As the woman once said, a beginning is a very delicate time. I’m all too aware of how true that is. I judge books quickly. Sometimes, if you’re lucky, on the first few pages. More often, by the first few sentences. So a beginning is not to be rushed into. So when I first had the idea for a fantasy novel, I decided to plan it. I figured out the plot, the background and the world. I fleshed out the characters and read lots of books that I thought would be relevant or helpful. But that planning process is seductive. It keeps whispering: “Just a few more weeks”, “You should think about the plot more” or “You can’t possibly start until you’ve read that book.”

Planning forever means that the writing will never start. Sometimes that doesn’t sound so bad.
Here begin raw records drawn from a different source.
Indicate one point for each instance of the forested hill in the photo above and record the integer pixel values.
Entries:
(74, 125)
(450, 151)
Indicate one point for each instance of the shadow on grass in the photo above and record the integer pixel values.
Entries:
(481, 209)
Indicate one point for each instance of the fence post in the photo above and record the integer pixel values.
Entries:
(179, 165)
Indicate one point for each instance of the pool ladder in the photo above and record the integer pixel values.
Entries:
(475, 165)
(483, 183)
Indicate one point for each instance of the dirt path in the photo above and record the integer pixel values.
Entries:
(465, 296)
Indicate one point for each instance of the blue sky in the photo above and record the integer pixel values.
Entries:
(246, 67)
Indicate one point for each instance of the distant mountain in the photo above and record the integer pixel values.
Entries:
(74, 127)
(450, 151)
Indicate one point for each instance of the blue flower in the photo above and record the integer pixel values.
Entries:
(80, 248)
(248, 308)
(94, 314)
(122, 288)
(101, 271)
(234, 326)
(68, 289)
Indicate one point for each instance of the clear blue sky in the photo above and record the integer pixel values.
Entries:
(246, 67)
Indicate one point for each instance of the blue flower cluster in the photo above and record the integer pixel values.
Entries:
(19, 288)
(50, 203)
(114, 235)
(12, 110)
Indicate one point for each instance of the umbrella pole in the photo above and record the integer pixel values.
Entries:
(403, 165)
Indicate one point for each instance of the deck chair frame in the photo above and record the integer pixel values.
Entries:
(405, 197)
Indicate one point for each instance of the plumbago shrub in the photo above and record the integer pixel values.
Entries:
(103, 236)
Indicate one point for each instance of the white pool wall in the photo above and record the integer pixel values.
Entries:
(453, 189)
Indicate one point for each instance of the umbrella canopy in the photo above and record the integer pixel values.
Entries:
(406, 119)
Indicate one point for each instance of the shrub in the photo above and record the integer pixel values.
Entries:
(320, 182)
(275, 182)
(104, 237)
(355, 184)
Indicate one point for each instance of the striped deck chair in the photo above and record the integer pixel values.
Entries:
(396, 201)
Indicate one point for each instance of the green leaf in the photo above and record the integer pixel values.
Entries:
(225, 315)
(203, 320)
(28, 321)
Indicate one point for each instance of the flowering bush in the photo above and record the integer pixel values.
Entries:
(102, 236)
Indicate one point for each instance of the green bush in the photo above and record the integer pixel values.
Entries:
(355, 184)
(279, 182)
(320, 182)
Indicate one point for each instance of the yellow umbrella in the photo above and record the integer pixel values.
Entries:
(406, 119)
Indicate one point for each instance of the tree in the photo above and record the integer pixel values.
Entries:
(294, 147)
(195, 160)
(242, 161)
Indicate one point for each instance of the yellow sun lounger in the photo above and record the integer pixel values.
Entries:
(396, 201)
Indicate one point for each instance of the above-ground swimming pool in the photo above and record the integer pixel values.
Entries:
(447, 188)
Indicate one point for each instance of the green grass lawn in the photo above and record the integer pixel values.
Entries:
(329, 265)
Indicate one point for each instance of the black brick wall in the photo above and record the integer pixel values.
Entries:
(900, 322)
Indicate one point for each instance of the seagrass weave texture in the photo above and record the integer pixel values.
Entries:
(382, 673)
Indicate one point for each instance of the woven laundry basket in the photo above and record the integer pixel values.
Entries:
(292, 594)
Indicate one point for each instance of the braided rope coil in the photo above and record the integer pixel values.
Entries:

After all, the idea of the novel is perfect and untarnished by reality. And the fear of the blank page is a very real thing. It can only be conquered by writing on it.

Once I’d decided it was time to start writing, I nearly fell into the next trap: the set-up. I needed to sort my computer out so I wouldn’t be distracted, get an alarm that would wake me but not my girlfriend, read over all my notes, et cetera and so forth. Just like planning, the set-up is mostly a procrastination tool.

Just as the beginning of the novel is important, so is the beginning of writing a novel. But if the writing never begins, neither will the novel. And, let’s face it, none of us can think of a good novel without a beginning. Sometimes you have to ignore delicacy and just do it.